経済予測は、その位難しいものだということです。
アメリカの対応と日本の対応が違うのは何故なのか
冒頭の2人の会話にあるように、アメリカと日本の物価の現状はかなり違います。そのため、アメリカは利上げを何回も行い、日本は金融緩和を継続するという対照的な対応をしています。そもそも、アメリカがインフレで苦しみ、日本はデフレで苦しむという、正反対の現象が起きているのは何故でしょうか。
日本のデフレについて、渡辺教授は日本特有の現象が起きているためと説明しています。彼は「ソーシャル・ノルム(社会的規範)」(p.186)と呼んでいます。現象的には「日本版賃金・物価スパイラル」として表われます。スパイラルというのは、らせん状に同じことが繰り返し現れるということです。つまり、①企業の価格据え置き→②生活費が前年と同じ→③賃上げなしでも前年並みの生活ができる→④人件費は変わらないので、企業は商品に価格転嫁をしない賃金が上がらないから物価が上がらない、この①から④の循環が継続されるということです。この現象が、この30年間起きていると指摘します。

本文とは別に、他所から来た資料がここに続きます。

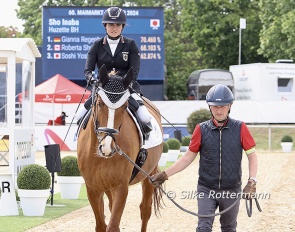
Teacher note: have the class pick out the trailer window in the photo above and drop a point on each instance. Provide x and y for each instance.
(285, 84)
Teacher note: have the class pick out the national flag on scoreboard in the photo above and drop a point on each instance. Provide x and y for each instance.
(56, 40)
(56, 47)
(56, 55)
(155, 24)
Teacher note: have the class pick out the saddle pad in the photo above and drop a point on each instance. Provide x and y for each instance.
(155, 138)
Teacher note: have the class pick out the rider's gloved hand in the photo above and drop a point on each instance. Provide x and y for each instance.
(159, 178)
(249, 190)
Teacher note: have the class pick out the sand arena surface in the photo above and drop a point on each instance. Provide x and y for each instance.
(276, 178)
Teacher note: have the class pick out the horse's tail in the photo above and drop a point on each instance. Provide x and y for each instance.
(158, 198)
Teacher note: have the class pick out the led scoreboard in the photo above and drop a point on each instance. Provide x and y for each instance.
(69, 32)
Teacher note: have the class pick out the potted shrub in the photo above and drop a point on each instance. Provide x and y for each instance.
(287, 143)
(69, 178)
(174, 149)
(33, 183)
(163, 159)
(185, 143)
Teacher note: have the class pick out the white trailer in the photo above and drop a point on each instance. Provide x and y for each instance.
(264, 81)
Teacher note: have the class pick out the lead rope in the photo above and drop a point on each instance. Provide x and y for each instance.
(174, 202)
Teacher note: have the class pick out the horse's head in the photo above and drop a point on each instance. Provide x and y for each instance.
(109, 109)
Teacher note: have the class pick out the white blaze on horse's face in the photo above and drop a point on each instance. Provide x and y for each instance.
(107, 149)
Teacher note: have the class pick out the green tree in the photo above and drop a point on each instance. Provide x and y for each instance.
(277, 37)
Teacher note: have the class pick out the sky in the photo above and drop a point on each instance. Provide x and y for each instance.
(8, 14)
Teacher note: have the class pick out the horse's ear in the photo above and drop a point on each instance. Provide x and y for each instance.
(103, 75)
(128, 78)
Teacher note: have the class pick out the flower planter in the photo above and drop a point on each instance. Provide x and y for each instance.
(70, 186)
(173, 155)
(287, 146)
(163, 160)
(33, 202)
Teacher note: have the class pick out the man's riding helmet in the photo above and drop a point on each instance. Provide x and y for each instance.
(114, 15)
(219, 95)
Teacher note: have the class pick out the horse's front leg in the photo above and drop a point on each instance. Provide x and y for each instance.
(146, 202)
(97, 204)
(119, 196)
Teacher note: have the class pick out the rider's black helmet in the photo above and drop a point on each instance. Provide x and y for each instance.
(219, 95)
(114, 15)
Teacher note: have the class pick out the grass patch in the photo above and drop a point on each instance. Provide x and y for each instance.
(21, 223)
(261, 136)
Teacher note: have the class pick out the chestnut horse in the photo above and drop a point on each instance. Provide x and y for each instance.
(105, 171)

平成を「失われた30年」という呼び方をすることがありますが、確かにこの間、ベースアップが死語になったかのような状況にあったことは確かです。スパイラルになってしまった場合は、どこかからか突破口を作る必要があります。当然、①から始めるしかありません。政府が経団連に賃金アップを要請したのは、そういった状況を何とか打開したいと思っていることの表われなのです。
(「読売新聞オンライン」)
毎年2%の値上がり社会を目指して
こういう書き方をすると、同じ賃金、同じ生活レベルの繰り返しが何故いけないのかと思う人がいるかもしれません。道徳的にはともかくとして、経済的には魅力がない社会ということなのです。渡辺教授の言葉です――「価格と賃金がともに凍りついたように動かない慣習がはびこる社会は、活力に欠けた状態であると言わざるを得ず、それを積極的に肯定する気持ちには私にはなれません」(p.202)。
その辺りは、人間の価値観の問題かもしれません。ただ、賃上げ分が物価上昇によって相殺されることがあったとしても、賃金が上がったという事実は労働者のやる気を増進する働きをすることは確かです。賃金が上がって喜ばない人はいないと思います。
その喜びは自身のやる気になり、社会全体を活性化します。ただ、その賃上げ率が高いと物価高騰を招き、インフレが深刻化します。高からず、低からず、その微妙なバランス数字は「2%」と言います。渡辺教授は「2%というのは不思議な数字です」と言います。特に大きな根拠もありません。そして、普通なら0%を考えるのではないでしょうか、と言います。0%社会を肯定するつもりはないと言いながら、ここでは2%という数字を挙げて、その数字は不思議な数字だというのです。この自己矛盾的な書き方の原因は、経済の不可解さにあることを理解して欲しいと思います。
このカオスとも言うべき経済活動をコントロールしようとした考えもありましたが、今の時代はこの経済の波に合わせた経済生活を、各自がそれぞれの立場から考える時代となりました。他人にとっての真実は自分にとっての正解ではありません。自分の頭で、自分の進むべき道を探究する時代になったのです。